Quando a teoria não basta: os riscos éticos e técnicos de uma formação sem prática clínica. Por que confiar apenas em diplomas compromete o trabalho em Psicanálise.
- Rui Sibilio

- 7 de nov. de 2025
- 2 min de leitura
A Psicanálise exige muito mais do que um diploma. Confiar apenas na formação acadêmica — graduação ou pós-graduação — para sustentar a prática clínica é um erro que traz consequências sérias, tanto para o paciente quanto para a psicóloga, sobretudo quando o objetivo é consolidar o consultório psicanalítico mesmo nos primeiros atendimentos.

Do ponto de vista técnico, a ausência de experiência prática gera insegurança. Sem vivência no consultório, o manejo dos fenômenos inconscientes tende a ser frágil.

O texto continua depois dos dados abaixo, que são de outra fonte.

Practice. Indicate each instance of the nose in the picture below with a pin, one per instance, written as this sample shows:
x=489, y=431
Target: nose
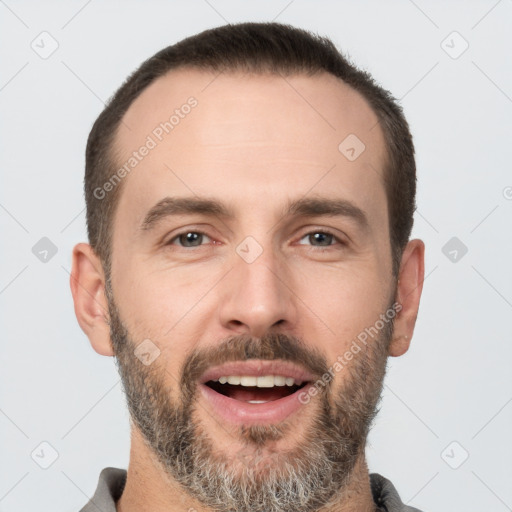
x=257, y=297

Interpretações podem ser precipitadas, defesas não são reconhecidas e transferências passam despercebidas. Em outras palavras, o trabalho corre o risco de se reduzir a uma conversa comum, esvaziando o método psicanalítico.
No campo ético, o problema se torna ainda mais grave. Uma prática sem preparo pode expor o paciente a intervenções inadequadas ou superficiais, comprometendo sua confiança no processo e até agravando seu sofrimento. A ética em Psicanálise não se limita a códigos de conduta: ela se manifesta na competência técnica e na fidelidade aos princípios que sustentam o método.

Freud deixou claro que a Psicanálise nasceu da clínica. Quando a formação se afasta dessa origem e se apoia apenas em aulas e diplomas, corre-se o risco de descaracterizar a própria Psicanálise. Isso não é apenas uma falha formativa, mas uma ameaça à qualidade e à legitimidade do trabalho clínico psicanalítico.
É por isso que o tripé formativo — análise pessoal, supervisão clínica e seminários — continua indispensável. Ele garante não apenas aprendizado técnico, mas também responsabilidade ética diante do paciente. Sem essa base, a atuação clínica se fragiliza e a própria identidade profissional fica comprometida.